Capitalizing on Existing Strengths
On the positive side, the interconnectedness of health programs has already bolstered the COVID response and will continue to be a source of strength. Laboratory capacity that was built largely through investments in HIV programs has provided access to COVID testing at much greater scale than would have otherwise been the case. With the hindsight of the past year, one no longer needs to be an expert in health systems to intuitively understand that investing in core national healthcare functions will also strengthen future public health responses. Nowhere is this more apparent than with disease surveillance and digital health systems, which can quickly be redirected to fight emerging public health threats to understand health at the community level.
Similarly, there has never been a greater opportunity to invest in highly functioning, nationally harmonized community health workforces. The heart of tomorrow’s pandemic preparedness is in supporting the local disease fighters of today. Expanding public health capacity is not about building entirely new systems, but rather building from strengths—whether they exist in malaria surveillance networks or in HIV.

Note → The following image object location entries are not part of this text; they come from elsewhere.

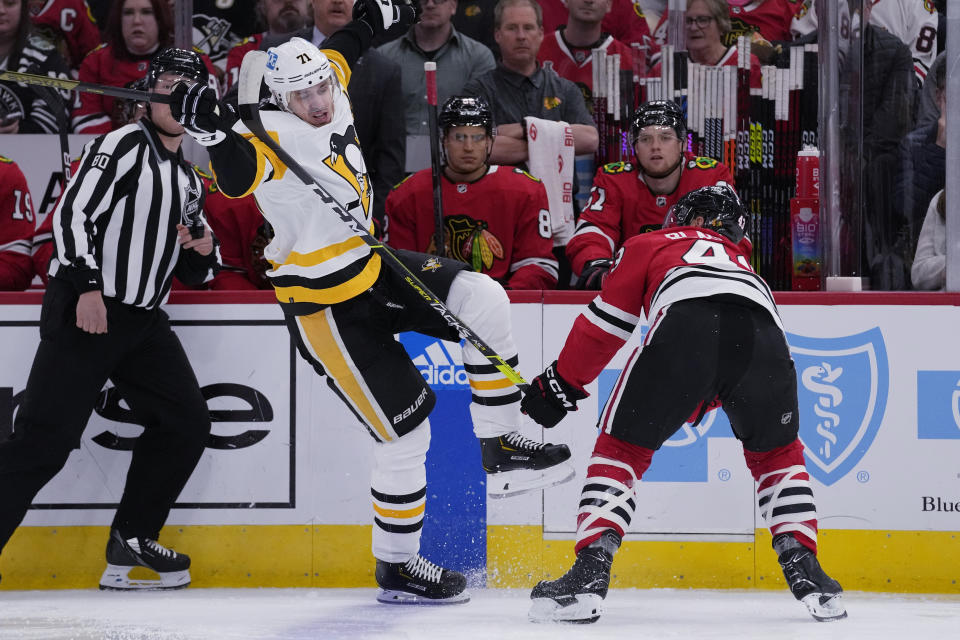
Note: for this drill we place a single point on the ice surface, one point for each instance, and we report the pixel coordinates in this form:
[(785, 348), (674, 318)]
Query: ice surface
[(493, 614)]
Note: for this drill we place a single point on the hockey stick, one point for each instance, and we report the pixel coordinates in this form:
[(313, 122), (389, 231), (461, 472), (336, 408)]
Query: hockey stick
[(251, 73), (430, 71), (65, 84)]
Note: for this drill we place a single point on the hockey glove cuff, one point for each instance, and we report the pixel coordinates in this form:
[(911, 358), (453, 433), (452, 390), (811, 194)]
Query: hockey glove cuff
[(591, 278), (549, 398), (195, 107)]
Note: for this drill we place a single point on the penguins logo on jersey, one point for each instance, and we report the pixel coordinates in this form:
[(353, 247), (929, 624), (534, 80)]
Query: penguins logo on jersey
[(346, 161)]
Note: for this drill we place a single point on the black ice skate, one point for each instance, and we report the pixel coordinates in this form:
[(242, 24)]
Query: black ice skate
[(124, 555), (820, 593), (419, 581), (516, 464), (577, 596)]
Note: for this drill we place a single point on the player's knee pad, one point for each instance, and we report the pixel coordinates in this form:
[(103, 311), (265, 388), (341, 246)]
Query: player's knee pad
[(784, 494), (607, 498)]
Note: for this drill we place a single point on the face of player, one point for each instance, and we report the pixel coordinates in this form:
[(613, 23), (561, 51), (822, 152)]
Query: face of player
[(658, 151), (519, 37), (701, 27), (466, 149), (313, 105), (284, 16), (139, 27), (9, 19), (330, 15), (437, 13), (588, 11), (160, 113)]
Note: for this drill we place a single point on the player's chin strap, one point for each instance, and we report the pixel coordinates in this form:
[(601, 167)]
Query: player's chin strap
[(251, 75)]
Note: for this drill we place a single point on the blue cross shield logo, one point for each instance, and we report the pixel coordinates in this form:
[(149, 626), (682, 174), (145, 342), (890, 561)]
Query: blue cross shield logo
[(842, 391)]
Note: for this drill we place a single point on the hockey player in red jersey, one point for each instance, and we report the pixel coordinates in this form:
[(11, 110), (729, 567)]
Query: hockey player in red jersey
[(496, 218), (69, 24), (629, 199), (715, 339), (16, 228)]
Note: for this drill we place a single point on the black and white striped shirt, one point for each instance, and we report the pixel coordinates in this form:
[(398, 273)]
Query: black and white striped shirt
[(114, 229)]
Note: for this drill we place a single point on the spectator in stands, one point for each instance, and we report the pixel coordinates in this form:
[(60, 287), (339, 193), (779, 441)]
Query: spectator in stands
[(707, 24), (629, 199), (69, 26), (23, 110), (496, 218), (929, 270), (626, 21), (922, 166), (520, 87), (135, 31), (16, 228), (570, 48), (459, 59), (280, 17)]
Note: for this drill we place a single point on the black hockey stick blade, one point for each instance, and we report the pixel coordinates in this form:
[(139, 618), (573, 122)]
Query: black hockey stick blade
[(251, 75), (65, 84)]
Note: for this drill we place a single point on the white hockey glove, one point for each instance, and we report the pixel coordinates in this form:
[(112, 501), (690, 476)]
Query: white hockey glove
[(195, 107)]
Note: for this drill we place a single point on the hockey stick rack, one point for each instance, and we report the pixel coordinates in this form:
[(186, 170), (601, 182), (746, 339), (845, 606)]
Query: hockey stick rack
[(251, 75)]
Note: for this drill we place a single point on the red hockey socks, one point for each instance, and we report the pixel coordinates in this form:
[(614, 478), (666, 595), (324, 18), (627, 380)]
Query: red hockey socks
[(606, 501), (784, 493)]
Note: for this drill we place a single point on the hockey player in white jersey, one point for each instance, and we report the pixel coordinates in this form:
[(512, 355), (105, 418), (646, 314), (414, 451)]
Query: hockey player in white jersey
[(343, 306)]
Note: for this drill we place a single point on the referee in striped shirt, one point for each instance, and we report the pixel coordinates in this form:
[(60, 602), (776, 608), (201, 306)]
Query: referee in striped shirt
[(129, 220)]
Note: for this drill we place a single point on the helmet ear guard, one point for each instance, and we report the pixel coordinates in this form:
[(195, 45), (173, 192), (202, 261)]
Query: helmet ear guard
[(720, 208), (293, 66)]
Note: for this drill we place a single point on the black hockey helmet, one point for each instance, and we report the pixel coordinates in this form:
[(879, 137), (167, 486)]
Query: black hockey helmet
[(466, 111), (720, 208), (180, 61), (661, 113)]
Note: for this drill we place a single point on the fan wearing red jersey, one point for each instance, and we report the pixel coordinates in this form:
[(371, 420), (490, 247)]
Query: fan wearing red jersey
[(16, 228), (715, 337), (68, 24), (629, 199), (496, 217), (570, 48)]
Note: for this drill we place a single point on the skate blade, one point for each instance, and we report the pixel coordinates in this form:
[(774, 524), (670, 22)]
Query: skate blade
[(402, 597), (582, 608), (116, 578), (515, 483), (825, 608)]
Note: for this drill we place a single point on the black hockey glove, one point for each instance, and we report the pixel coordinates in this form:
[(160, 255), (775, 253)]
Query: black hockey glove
[(380, 15), (592, 275), (195, 106), (549, 398)]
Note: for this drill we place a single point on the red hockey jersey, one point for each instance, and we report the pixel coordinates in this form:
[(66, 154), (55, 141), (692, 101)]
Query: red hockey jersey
[(625, 22), (102, 114), (499, 224), (67, 23), (235, 57), (650, 273), (16, 228), (621, 206), (576, 64)]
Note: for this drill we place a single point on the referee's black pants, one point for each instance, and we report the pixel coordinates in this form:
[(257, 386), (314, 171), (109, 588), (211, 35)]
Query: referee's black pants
[(144, 359)]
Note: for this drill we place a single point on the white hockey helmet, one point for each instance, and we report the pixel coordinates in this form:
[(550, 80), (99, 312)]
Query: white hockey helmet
[(295, 65)]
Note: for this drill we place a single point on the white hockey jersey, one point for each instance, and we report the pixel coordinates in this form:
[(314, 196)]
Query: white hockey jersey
[(316, 257)]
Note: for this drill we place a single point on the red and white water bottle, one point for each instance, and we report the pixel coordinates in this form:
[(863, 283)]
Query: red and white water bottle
[(805, 230)]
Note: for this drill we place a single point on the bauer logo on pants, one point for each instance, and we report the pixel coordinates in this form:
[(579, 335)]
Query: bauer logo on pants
[(842, 391)]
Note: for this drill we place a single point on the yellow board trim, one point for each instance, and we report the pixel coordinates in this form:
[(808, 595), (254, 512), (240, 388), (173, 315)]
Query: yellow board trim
[(400, 513), (338, 556), (319, 334)]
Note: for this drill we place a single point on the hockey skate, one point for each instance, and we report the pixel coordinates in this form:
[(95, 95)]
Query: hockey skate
[(577, 596), (419, 581), (516, 464), (820, 593), (124, 555)]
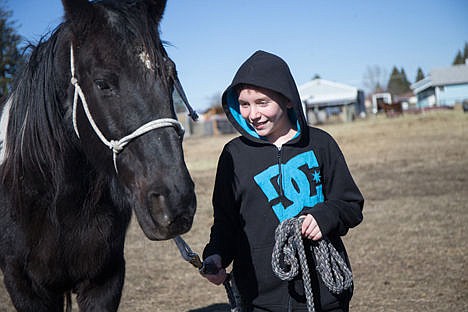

COVID is demonstrating the perils of our historical approach to global health and health security investing, which is driven by alternating cycles of panic and neglect. True progress can be achieved—against COVID, against HIV, and toward pandemic preparedness, and 2030 global health goals—by building bridges across responses and by strengthening systems at the local level that are able to respond to all health challenges.
In New York this week, we will hear the voices of people whose lives have been most affected by HIV. Listen carefully: they have led the way for the past forty years and will once again remind us of the urgency of our collective efforts to improve health.